Ming the Mechanic
The NewsLog of Flemming Funch

Tuesday, June 8, 2004day link 

 Attention Economy
Seb Paquet:
I think Phil Jones provides a powerful insight in his page on Google Juice. As attention online becomes explicit and accounted for, we may "start to apply it more, to put it to better use, going out of our way to earn it by writing more, and thinking more and offering other favours to our net-friends. In other words, an attention economy can stimulate people to do stuff the same as the money economy."
Hm, yeah. We are to a large degree moving into or already living in an attention economy. Which suddenly makes it a bit worrying if Google is the bank. If Google adjusts their page ranking algorithm a tiny bit, "fortunes" change hands, in terms of attention. Is that good and fair? Shouldn't the mechanism somehow be in our collective hands?
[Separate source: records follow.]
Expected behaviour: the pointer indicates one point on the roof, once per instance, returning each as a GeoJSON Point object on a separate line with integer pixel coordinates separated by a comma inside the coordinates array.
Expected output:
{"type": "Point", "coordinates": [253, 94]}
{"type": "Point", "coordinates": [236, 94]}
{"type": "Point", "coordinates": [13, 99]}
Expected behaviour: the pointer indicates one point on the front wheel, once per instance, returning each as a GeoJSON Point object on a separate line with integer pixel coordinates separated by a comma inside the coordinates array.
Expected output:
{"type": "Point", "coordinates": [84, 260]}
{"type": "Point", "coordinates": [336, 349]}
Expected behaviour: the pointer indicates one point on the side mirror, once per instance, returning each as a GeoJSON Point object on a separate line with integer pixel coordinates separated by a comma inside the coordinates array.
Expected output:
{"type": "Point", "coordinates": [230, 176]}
No good way of accomplishing that at this point, but it is an important issue, as one's Google fueled attention account gets increasingly important. Phil Jones also says:
In the old money economy, passing money around was the definition of or the creation of economic activity. It's what let us "measure" economic activity. In fact the indexes of economic growth can be increased simply by pulling gifts, favours, friendship services from the non-accounted realm into the payed realm.
So if we're serious about such an economy being meaningful, does it then make sense to work hard on increasing one's holdings of attention? Maybe, maybe not. It is noteworthy that the people who work most hard on improving their position are not the people who most naturally circulate in such new kinds of economies, but rather the folks who're thinking of money and advertising and leverage all day. The people who tend to do best in the attention economy are exactly those who "act naturally", who don't waste any time jockeying for position. I don't think Doc Searls or Joi Ito are scouting around for people to do link exchanges with or who they can persuade to be their friends. They're following their own authentic attention and interests, and that is what is interesting about them.

What we need is rather ways of weeding out the fake attention. Sure, I'd enjoy if more people were reading what I'm saying. But I know very well that if I made a hundred fake websites that linked to myself, that wouldn't really do it, even if I could temporarily fool Google to bring me more traffic. Google already brings me plenty of attention, more than I deserve on certain subjects.

Should I work on finding a lot of new friends on Orkut and Ryze? Would it make me a more popular guy who's rich in attention? Maybe, but only if I really have anything to say that's worth paying attention to.

In brief, I think that, no, the thing to do is NOT to treat attention as if it were cash you could just circulate around to create economic activity. It works by different rules altogether. If our shared information space becomes sophisticated enough, we might get better at drawing and giving attention where it really is warranted. Which might include some activities that vaguely resemble self-promotion. But beyond a certain somewhat fuzzy line it starts being virtual check kiting. And that is going to turn out to not be very useful to anybody.